Expression of estrogen receptors in non-malignant mammary tissue modifies the association between insulin-like growth factor 1 and breast cancer risk

Background: Several studies have reported that the insulin-like growth factor 1 (IGF-1) is positively associated with estrogen receptor-positive [ER(+)] breast cancer risk, whereas there is little or no association with respect to ER(-) breast cancer. All comparisons of ER(+) breast cancer cases, however, have been made versus healthy controls, for whom there is no information about the ER expression in their mammary gland. Patients and methods: In the context of a case-control investigation conducted in Athens, Greece, we studied 102 women with incident ER alpha(+) breast cancer and compared their IGF-1 blood levels with those of 178 ER alpha(+) and 83 ER alpha(-) women with benign breast disease (BBD) who underwent biopsies in the context of their standard medical care. Data were analysed using multiple logistic regression and controlling for potential confounding variables.
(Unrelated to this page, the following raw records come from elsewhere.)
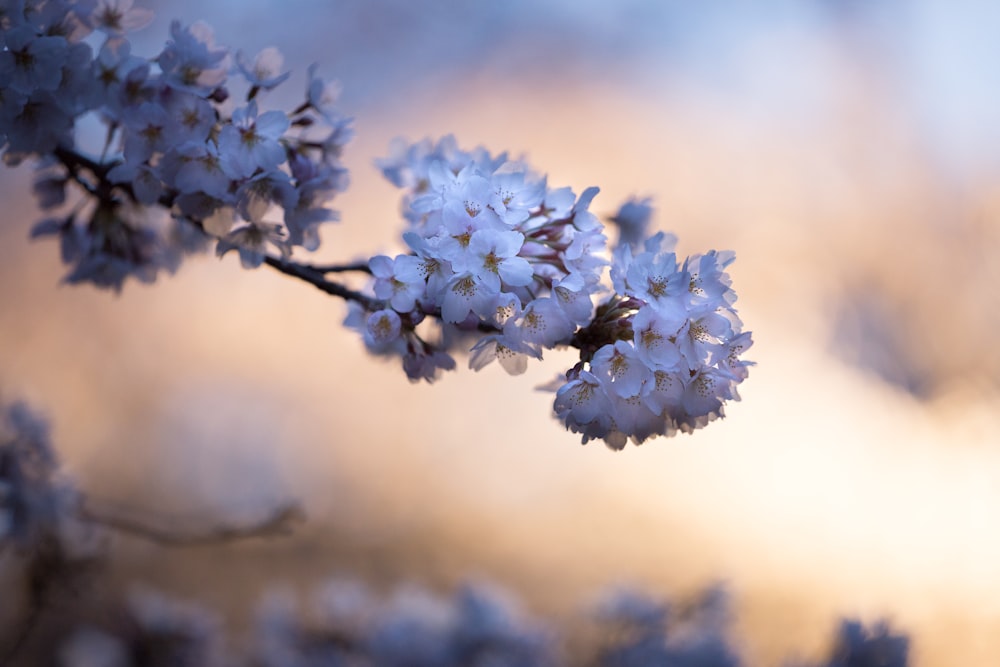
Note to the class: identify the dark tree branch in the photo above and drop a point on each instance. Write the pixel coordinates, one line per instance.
(278, 524)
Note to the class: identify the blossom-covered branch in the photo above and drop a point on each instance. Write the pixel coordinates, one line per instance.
(500, 264)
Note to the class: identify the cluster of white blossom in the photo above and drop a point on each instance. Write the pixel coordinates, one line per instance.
(499, 263)
(174, 141)
(494, 250)
(36, 502)
(663, 354)
(477, 627)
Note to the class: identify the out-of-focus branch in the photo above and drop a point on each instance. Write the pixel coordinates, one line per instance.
(279, 523)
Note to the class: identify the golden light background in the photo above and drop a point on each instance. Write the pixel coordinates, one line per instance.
(848, 154)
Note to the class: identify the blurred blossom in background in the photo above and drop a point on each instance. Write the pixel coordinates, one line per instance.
(847, 151)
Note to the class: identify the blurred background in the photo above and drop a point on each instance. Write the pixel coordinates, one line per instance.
(848, 151)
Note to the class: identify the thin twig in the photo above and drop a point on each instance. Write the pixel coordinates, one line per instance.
(358, 267)
(279, 523)
(316, 279)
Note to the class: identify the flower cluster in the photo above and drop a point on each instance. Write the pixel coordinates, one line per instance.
(348, 624)
(663, 354)
(35, 501)
(171, 143)
(494, 249)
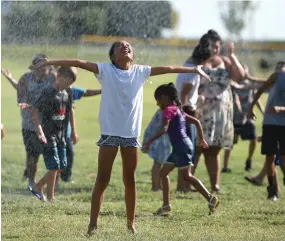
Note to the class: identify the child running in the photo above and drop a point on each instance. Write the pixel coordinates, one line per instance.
(55, 105)
(273, 128)
(182, 148)
(120, 118)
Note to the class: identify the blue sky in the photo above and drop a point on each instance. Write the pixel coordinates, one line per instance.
(196, 17)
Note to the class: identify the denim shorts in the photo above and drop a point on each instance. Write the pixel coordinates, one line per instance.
(32, 144)
(273, 140)
(55, 157)
(118, 141)
(246, 131)
(182, 154)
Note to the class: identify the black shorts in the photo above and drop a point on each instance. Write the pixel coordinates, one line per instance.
(273, 140)
(33, 145)
(246, 131)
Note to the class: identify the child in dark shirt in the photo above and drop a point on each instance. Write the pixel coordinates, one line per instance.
(55, 104)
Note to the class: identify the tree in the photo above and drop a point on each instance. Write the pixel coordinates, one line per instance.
(234, 15)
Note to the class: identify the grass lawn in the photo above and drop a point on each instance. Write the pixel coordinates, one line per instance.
(244, 212)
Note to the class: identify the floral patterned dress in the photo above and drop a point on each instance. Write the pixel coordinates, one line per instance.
(217, 110)
(159, 149)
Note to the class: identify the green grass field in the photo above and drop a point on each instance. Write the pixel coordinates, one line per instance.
(244, 212)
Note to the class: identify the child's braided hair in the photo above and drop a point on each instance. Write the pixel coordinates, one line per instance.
(170, 91)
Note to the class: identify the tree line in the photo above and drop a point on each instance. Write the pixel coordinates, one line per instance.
(63, 21)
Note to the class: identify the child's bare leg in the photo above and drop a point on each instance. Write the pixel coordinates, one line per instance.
(276, 179)
(182, 185)
(258, 180)
(196, 183)
(197, 159)
(213, 201)
(155, 176)
(130, 162)
(106, 159)
(251, 149)
(51, 183)
(40, 184)
(227, 154)
(212, 161)
(164, 171)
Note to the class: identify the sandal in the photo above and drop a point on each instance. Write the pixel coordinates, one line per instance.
(162, 211)
(253, 181)
(39, 195)
(213, 204)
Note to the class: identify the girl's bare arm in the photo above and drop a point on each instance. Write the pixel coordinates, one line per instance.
(92, 93)
(178, 69)
(264, 87)
(160, 132)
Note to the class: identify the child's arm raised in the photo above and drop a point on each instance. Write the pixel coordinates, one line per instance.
(237, 72)
(277, 109)
(74, 135)
(178, 69)
(198, 125)
(39, 130)
(83, 64)
(9, 77)
(264, 87)
(89, 93)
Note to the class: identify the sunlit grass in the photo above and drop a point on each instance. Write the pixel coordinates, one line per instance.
(244, 213)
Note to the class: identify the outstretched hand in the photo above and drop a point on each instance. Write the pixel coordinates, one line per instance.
(231, 47)
(251, 115)
(203, 144)
(6, 73)
(23, 105)
(42, 62)
(74, 138)
(201, 72)
(145, 147)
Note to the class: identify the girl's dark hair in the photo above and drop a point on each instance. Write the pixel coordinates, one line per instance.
(112, 50)
(170, 91)
(214, 36)
(202, 50)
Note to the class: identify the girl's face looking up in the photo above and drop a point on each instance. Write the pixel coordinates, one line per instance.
(123, 51)
(215, 48)
(162, 101)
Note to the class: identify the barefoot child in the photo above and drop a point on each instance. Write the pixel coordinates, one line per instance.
(182, 153)
(120, 119)
(159, 149)
(273, 128)
(55, 105)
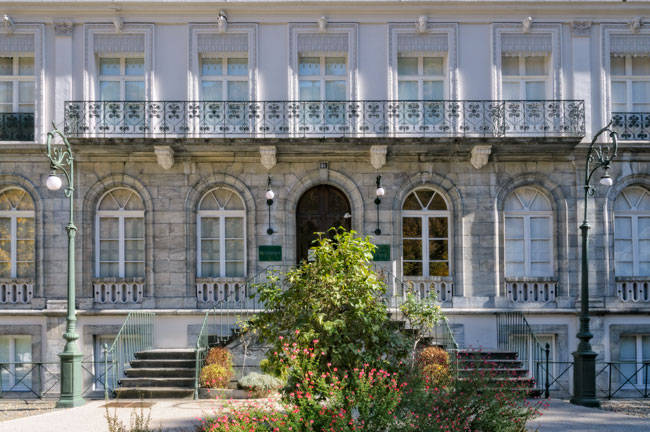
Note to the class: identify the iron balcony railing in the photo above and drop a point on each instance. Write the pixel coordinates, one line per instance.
(16, 126)
(378, 118)
(631, 126)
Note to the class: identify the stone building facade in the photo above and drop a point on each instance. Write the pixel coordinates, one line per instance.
(327, 89)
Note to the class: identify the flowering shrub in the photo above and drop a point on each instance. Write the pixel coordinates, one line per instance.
(215, 376)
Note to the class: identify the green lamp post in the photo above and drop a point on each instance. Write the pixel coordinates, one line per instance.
(61, 159)
(584, 359)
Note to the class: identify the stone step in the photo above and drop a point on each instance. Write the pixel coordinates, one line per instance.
(154, 393)
(163, 363)
(166, 354)
(160, 372)
(157, 382)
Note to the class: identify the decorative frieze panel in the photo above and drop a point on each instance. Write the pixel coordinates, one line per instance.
(633, 290)
(118, 292)
(222, 289)
(16, 291)
(527, 291)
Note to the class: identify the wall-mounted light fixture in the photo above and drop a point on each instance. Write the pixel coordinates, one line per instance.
(269, 202)
(379, 193)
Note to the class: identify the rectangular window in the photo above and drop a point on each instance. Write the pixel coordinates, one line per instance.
(630, 83)
(524, 77)
(16, 357)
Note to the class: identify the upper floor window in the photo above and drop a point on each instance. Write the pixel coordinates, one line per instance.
(224, 78)
(420, 77)
(630, 83)
(119, 247)
(221, 240)
(524, 77)
(121, 79)
(528, 228)
(17, 84)
(425, 234)
(322, 78)
(632, 232)
(16, 234)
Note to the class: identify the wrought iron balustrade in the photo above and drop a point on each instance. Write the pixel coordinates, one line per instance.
(16, 126)
(631, 126)
(379, 118)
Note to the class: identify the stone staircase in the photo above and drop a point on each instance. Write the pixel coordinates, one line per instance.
(159, 374)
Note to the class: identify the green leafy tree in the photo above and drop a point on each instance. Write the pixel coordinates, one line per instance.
(337, 300)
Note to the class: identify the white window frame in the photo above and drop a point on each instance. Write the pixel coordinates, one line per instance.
(421, 77)
(424, 216)
(628, 78)
(16, 79)
(12, 365)
(122, 78)
(639, 362)
(522, 78)
(634, 220)
(120, 215)
(12, 215)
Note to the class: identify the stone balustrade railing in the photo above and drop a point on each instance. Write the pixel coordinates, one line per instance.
(633, 290)
(531, 290)
(114, 291)
(210, 290)
(14, 291)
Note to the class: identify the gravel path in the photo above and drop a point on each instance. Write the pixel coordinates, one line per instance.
(16, 408)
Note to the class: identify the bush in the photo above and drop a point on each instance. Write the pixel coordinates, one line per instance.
(219, 356)
(260, 384)
(215, 376)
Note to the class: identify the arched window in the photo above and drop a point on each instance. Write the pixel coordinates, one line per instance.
(528, 226)
(221, 244)
(16, 234)
(632, 232)
(119, 239)
(425, 234)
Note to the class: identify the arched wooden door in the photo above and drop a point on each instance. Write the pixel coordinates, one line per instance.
(319, 209)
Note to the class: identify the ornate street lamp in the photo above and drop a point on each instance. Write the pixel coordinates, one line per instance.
(584, 359)
(61, 159)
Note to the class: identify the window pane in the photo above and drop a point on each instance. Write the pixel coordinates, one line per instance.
(235, 250)
(411, 227)
(6, 66)
(511, 90)
(535, 90)
(433, 66)
(234, 227)
(109, 90)
(335, 90)
(309, 66)
(433, 90)
(334, 65)
(407, 90)
(640, 65)
(209, 227)
(211, 66)
(26, 66)
(535, 65)
(238, 66)
(509, 66)
(134, 66)
(238, 90)
(211, 90)
(617, 65)
(407, 65)
(109, 66)
(7, 93)
(309, 90)
(134, 90)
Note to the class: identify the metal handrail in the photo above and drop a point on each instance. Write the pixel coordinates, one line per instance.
(135, 335)
(515, 324)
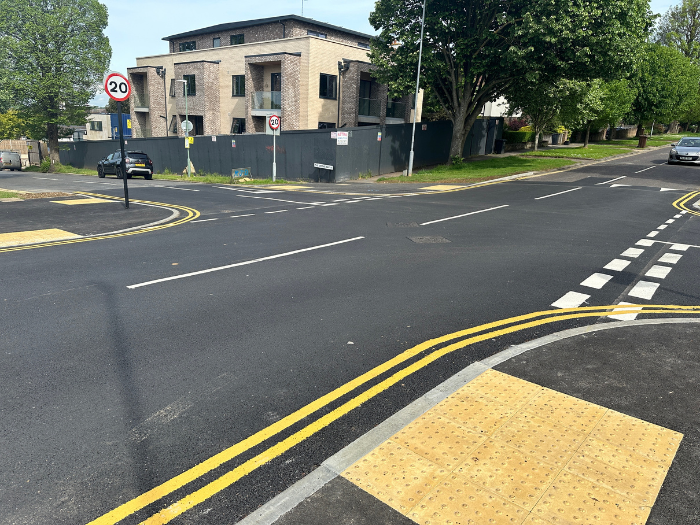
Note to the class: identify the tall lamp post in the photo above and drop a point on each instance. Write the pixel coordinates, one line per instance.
(187, 128)
(415, 105)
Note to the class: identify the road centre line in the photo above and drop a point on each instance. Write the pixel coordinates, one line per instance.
(560, 193)
(226, 480)
(609, 181)
(463, 215)
(244, 263)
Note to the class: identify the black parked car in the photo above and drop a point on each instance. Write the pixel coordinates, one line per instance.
(136, 163)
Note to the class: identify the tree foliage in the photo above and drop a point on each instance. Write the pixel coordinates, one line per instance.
(679, 28)
(476, 50)
(55, 55)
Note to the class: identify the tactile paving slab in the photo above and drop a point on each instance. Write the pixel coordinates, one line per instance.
(502, 450)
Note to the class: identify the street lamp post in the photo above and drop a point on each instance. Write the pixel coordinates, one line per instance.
(187, 128)
(415, 105)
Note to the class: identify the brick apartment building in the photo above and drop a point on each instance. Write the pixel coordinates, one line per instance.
(312, 74)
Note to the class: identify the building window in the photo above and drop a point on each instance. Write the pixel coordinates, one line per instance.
(238, 85)
(237, 126)
(328, 88)
(190, 85)
(188, 46)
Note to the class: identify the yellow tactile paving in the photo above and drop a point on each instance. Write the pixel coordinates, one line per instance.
(34, 236)
(71, 202)
(505, 451)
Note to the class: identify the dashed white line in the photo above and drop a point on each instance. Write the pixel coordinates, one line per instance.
(560, 193)
(571, 300)
(617, 265)
(464, 215)
(670, 258)
(609, 181)
(644, 290)
(219, 268)
(597, 281)
(658, 272)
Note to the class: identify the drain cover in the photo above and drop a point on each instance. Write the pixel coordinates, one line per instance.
(428, 240)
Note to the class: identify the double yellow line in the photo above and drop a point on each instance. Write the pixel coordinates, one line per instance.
(190, 214)
(681, 203)
(465, 338)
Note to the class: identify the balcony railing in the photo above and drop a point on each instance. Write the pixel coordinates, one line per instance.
(369, 107)
(267, 100)
(395, 110)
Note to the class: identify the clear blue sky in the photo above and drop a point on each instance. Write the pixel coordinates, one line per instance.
(136, 28)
Results: ER alpha(+) breast cancer patients had higher IGF-1 levels compared with women with BBD [odds ratio (OR) 1.36, 95% confidence interval (CI): 0.95-1.94, per 1 standard deviation (SD) increase in IGF-1 levels]. When ER alpha status of women with BBD was taken into account, the difference in IGF-1 levels between ER alpha(+) breast cancer patients and women with BBD was clearly driven by the comparison with BBD women who were ER alpha(+) (OR = 1.95, 95% CI: 1.31-2.89 per 1 SD increase in IGF-1 levels), whereas there was essentially no association with IGF-1 levels when ER alpha(+) breast cancer patients were compared with ER alpha(-) BBD women. These contrasts were particularly evident among post/peri-menopausal women. Conclusion(s): We found evidence in support of an interaction of IGF-1 with the expression of ER alpha in the non-malignant mammary tissue in the context of breast cancer pathogenesis. This is in line with previous evidence suggesting that IGF-1 increases the risk of ER(+) breast cancer.